Roomba · 08/06/2017 11:01

Only last year, my mother booked flights and accommodation for her, my dad, me, DSis and three grandkids to go to the Algarve for a fortnight in August. It was all booked in early January and we looked forward to it for months.

What none of us noticed, despite reading the booking emails several times each, checking in online and printing boarding passes out , was that whilst our villa was booked in the Algarve - our flights had been booked to Alicante!

My mum must have changed around the times/dates when booking flights, and not noticed that the page defaulted back to the first destination on the list (Alicante) when it refreshed...

That was a very expensive credit card bill after we realised at check in that we were flying to the wrong country and had to buy 7 new fights at no notice. In August. Shock

Roomba · 08/06/2017 11:13

I was at Lancaster uni in the mid 90s. We had a massive extension built onto the library, which definitely could not be used as planned at first as the floors couldn't hold the weight of the bookshelves and books. I may even have some actual photos of the signs that were put up, warning us not to walk on the new floor sections yet. So it definitely happened here!

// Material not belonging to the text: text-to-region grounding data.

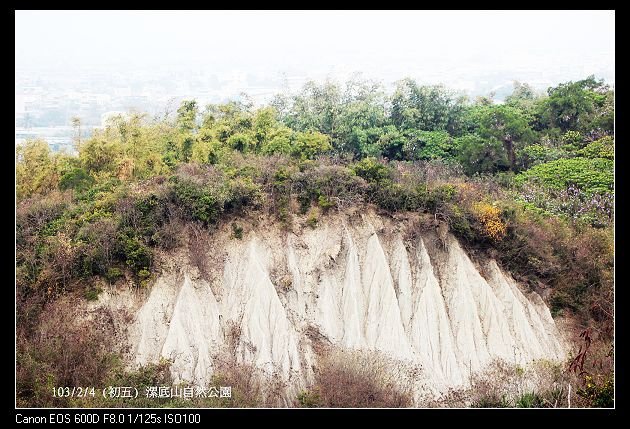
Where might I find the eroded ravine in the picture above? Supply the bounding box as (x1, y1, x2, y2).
(98, 211, 566, 403)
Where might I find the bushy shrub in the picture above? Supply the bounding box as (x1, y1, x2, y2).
(168, 177, 222, 225)
(223, 176, 263, 213)
(425, 184, 456, 211)
(16, 300, 119, 407)
(105, 267, 123, 283)
(317, 195, 335, 211)
(495, 204, 612, 325)
(471, 202, 507, 241)
(84, 284, 103, 301)
(76, 218, 119, 276)
(561, 130, 585, 148)
(456, 134, 509, 174)
(293, 130, 332, 159)
(471, 395, 511, 408)
(43, 240, 83, 288)
(209, 353, 287, 407)
(370, 183, 422, 212)
(116, 232, 152, 277)
(515, 157, 613, 195)
(100, 360, 174, 407)
(262, 133, 293, 156)
(231, 222, 244, 239)
(351, 157, 392, 184)
(516, 392, 545, 408)
(519, 143, 565, 169)
(296, 164, 367, 211)
(298, 349, 414, 408)
(577, 136, 614, 160)
(269, 165, 294, 220)
(517, 182, 613, 226)
(577, 375, 614, 408)
(151, 218, 183, 249)
(227, 132, 257, 153)
(306, 209, 319, 228)
(59, 167, 94, 191)
(297, 390, 321, 407)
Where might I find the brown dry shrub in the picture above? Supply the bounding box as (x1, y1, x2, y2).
(16, 191, 74, 292)
(208, 353, 288, 407)
(304, 324, 332, 356)
(152, 216, 184, 250)
(16, 297, 119, 407)
(175, 162, 224, 185)
(296, 164, 367, 211)
(491, 210, 612, 334)
(571, 228, 613, 285)
(301, 349, 415, 408)
(187, 222, 210, 279)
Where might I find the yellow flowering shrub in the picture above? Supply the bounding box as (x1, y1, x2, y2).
(471, 202, 507, 240)
(577, 374, 614, 407)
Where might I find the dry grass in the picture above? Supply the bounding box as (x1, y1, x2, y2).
(298, 348, 417, 408)
(431, 339, 613, 409)
(208, 353, 289, 407)
(430, 360, 569, 408)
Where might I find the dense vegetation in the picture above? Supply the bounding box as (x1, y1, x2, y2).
(16, 75, 614, 407)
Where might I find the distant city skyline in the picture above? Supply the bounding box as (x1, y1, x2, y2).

They also build new student accommodation which had loos which flushed with red hot water, due to plumbing errors. That smelled lovely, til it was fixed. And radiators that were stuck on, at full blast, 24/7, for a long time until they got fixed too. This was in June & July.

Come to think of it, the x ray department in my local hospital seems to be the only bit which is down a steep slope. I've wondered why before, maybe I know the answer now Grin

United Utilities spent months and millions of pounds digging up and replacing loads of water pipes which unfortunately were mostly under the local ring road system. The only way in and out of the town, due to rivers etc, so it was a real ball ache and caused massive delays for everyone getting to work and school nearby for months and months. A week or two after it was all finished and traffic back to (still hellish but) - normal, we all got a letter through our doors. United Utilities regretted very much to inform us that an extremely expensive unique digger had accidentally been left behind and buried underground when they'd filled the roads back in again. So now they had to close it all off and dig it all up and re lay it again to get the machine out!